Prof. mr.dr. W.R.W. Donner
Batavia
Het artikel ‘Trekpleister met besmet verleden’ in Parbode nr. 19 noopt mij tot reactie. Op zich uiteraard erg prettig dat Batavia als item is opgenomen in uw blad. Dit blad evenwel behoort actueel en waarheidsgetrouw te zijn.
Correctie verdienen de volgende zaken:
1. De foto’s: deze zijn van lange tijd geleden behalve de foto’s van het zicht op Batavia met de boot ‘Peerke’ en de nieuwe steiger.
2. De tekst bij Batavia: de geest van Toffi (geen Kofi) waart niet meer rond sinds zijn graf hersteld is.
3. De komst van de boeroes en hun vestiging te Groningen zette de overheid aan de kolonies te verplaatsen.
4. In 1897 werd Batavia verlaten en werden alle hutten in brand gestoken. Ook de kerk, de directeurswoning en dokterswoning gingen in vlammen op. Zo kreeg het oerwoud weer kans om alles te overwoekeren. Er was dus geen verval!
5. De touroperator Mets heeft geen enkel initiatief genomen om Batavia toegankelijk te maken. Zij maken slechts gebruik van wat anderen hebben opgebouwd. Het is het initiatief geweest van de beheerder Richard Boldewijn en mijn persoon.
6. Met behulp van derden (zeker niet van Mets) is de bijbehorende infrastructuur hersteld en opgebouwd. Met name mag de Stichting Jacques de Leeuw genoemd worden.
7. De op Batavia geplaatste kruiswegstaties zijn geenszins ‘heimelijk’ aan Petrus Donders opgedragen.

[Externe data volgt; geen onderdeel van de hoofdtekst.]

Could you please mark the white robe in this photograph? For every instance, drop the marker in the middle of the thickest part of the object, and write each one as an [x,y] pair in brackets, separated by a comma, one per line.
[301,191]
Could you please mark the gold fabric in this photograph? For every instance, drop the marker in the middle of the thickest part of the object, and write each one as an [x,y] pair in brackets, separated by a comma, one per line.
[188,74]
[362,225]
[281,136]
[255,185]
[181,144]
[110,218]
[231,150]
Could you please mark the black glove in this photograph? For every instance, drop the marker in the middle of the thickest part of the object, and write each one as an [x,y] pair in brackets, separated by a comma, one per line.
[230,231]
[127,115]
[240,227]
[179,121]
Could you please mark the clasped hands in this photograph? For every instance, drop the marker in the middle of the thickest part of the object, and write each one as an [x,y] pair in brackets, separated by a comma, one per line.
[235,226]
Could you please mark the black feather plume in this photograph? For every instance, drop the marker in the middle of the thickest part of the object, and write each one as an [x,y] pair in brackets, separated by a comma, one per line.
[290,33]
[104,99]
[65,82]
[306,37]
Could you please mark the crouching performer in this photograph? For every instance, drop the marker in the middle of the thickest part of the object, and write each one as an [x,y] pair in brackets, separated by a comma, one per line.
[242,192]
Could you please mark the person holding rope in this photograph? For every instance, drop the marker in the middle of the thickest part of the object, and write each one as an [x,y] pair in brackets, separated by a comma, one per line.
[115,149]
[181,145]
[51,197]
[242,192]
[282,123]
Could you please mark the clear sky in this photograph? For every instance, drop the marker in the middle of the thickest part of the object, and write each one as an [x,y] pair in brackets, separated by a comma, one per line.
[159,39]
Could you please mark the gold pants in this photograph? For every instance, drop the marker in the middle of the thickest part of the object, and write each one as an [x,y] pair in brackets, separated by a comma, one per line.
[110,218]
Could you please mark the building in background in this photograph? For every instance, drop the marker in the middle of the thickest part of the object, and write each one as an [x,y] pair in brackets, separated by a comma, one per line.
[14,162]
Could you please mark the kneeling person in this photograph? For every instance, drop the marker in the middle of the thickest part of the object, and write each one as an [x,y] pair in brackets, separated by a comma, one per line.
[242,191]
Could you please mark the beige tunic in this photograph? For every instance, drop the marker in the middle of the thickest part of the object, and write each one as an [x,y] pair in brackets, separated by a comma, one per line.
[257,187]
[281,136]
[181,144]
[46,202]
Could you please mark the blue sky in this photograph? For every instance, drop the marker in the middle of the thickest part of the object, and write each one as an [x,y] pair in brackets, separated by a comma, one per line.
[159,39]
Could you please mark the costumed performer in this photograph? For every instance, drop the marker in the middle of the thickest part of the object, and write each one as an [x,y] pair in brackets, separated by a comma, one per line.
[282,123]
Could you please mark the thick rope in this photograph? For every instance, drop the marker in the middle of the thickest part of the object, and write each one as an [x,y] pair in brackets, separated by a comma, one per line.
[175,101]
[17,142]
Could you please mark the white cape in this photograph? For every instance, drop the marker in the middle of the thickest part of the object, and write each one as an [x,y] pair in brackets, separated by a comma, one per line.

Het is de opdracht aan de kunstenaar Leo Wong Loi Sing geweest een bijzondere kruisweg te ontwerpen waarin het lijden van Christus zijn weerspiegeling vond in het lijden van de melaatsen en de liefdevolle zorg van Petrus Donders.
8. Het graf van Peerke is op Batavia niet te bewonderen. Daar waar zijn graf was is een kruis opgericht. Op die plek branden bedevaartgangers wel wat kaarsjes. Vlak naast de plaats waar eens pater Donders begraven lag ligt het graf van pater Hennink. Zijn graf is afgedekt met een mooi bewerkte grafsteen. Dus van een praalgraf van Petrus Donders is niets te bespeuren.
Jammer van zoveel onwaarheden in zo’n klein artikeltje. Een nieuw en waarheidsgetrouw artikel zal te zijner tijd op zijn plaats zijn.